How Trombones Work

Please note, I do not play the trombone, and have never actually used one. All this is based on research I have done. If you find anything in here that is blatantly incorrect, please feel free to let me know in a comment and I will fix it ASAP.

Youve probably seen one of these things before. Perhaps in a band, when dozens of happy high school students in pressed uniforms march down a street playing the school anthem. Or maybe in a concert hall, or in a club. But this instrument, the trombone, is one whose workings are not particularly easy to see from the outside.

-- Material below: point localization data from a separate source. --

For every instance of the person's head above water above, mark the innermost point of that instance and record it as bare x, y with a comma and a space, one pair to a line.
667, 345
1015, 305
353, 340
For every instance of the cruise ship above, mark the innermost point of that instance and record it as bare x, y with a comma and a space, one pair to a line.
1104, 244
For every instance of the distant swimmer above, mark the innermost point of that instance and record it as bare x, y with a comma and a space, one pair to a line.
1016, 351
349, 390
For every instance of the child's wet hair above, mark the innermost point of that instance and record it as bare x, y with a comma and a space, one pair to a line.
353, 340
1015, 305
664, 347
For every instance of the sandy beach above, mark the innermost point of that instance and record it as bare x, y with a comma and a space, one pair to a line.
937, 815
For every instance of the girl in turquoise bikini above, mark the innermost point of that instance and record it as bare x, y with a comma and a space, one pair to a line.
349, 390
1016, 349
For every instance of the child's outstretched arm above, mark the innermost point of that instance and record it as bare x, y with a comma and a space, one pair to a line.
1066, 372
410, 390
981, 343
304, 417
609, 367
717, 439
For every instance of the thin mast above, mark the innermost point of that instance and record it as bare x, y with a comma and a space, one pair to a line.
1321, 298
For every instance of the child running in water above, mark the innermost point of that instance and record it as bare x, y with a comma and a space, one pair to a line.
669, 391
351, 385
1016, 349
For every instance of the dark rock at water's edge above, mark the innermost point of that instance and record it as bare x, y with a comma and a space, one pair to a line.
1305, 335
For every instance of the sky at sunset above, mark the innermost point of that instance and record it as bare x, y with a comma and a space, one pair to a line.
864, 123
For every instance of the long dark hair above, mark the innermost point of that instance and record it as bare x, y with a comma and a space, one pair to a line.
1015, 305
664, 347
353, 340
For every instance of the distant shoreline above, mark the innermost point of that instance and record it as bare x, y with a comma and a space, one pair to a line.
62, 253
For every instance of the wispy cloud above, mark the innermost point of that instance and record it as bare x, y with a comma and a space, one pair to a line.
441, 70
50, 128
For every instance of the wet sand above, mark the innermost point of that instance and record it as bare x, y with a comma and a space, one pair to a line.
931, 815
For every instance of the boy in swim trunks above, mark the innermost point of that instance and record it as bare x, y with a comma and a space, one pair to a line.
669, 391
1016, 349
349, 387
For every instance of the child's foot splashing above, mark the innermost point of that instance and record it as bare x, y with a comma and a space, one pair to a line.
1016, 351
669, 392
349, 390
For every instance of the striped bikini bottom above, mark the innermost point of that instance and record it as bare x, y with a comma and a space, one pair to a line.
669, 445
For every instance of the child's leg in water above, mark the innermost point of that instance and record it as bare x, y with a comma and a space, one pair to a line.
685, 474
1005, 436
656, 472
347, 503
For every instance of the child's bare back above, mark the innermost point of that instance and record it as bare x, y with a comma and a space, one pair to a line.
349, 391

A trombone is constructed of four basic parts:

  • The mouthpiece – This is wear air enters the the trumpet
  • The tubing The curving tube the goes through to get to the amplifier
  • The slider Part of the tubing, used to change the overall length of the tubing, which changes the pitch.
  • The amplifier Used to make the sound loud enough to be worth the effort of making it.

A trombone, being a brass instrument, gets most of its sound from the buzzing of the trombonists lips.It does not work to simply blow into the mouth piece, the lips actually have to buzz. The first note that a new trombonist will play will, most likely, be what is called the fundamental note on the trumpet. This is the lowest you can go on the trumpet without using the slide.

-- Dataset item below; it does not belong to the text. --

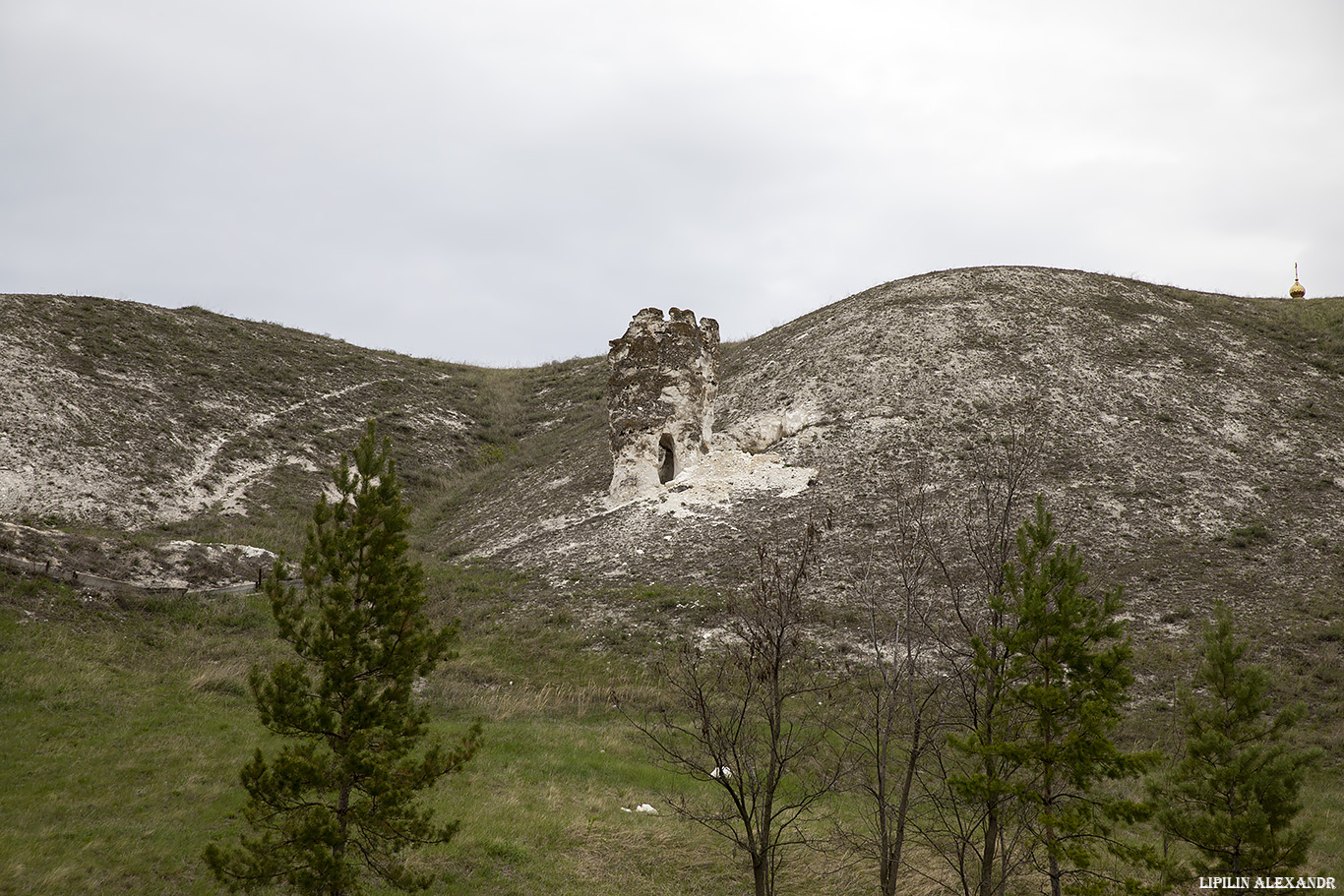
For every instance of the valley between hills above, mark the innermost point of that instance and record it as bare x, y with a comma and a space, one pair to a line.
1191, 445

A trombone has an overtone series. This is a series of notes that are higher then and in harmony with the fundamental note. By tightening his or her lips ever so slightly, the next overtone is produced, which happens to be an octave above the fundamental note. The next note is a major 5th above the previous note. This goes on, and, in a harmonic series, there are generally eight overtones.

This is all very nice, but if that was our only way to change pitch we would be relatively limited in the notes we could make. This is where the slide comes in. The slide is used to lower a pitch by changing the amount of tubing the air has to pass through before it reaches the amplifier (the end of the trombone, where the sound comes out). As we know, little wind and brass instruments, such as the piccolo, tend to maker higher sounds and larger instruments, such as the tuba tend to make a lower sound. In trombones, the slider moves around inside the other tubing to make the overall length longer or shorter. This allows a player to play all notes of the scale, instead of just the ones in the overtone series.

And then, lo and behold, the sound emerges in all of its glorious splendor into the melody (or cacophony) around you. If everything is done right, it will be a nice clear sound that will be pleasant to the ears, and (if you are in one) will contribute to the overall sound produced by the group.

And that, my friends, is the fundamentals of the trombone.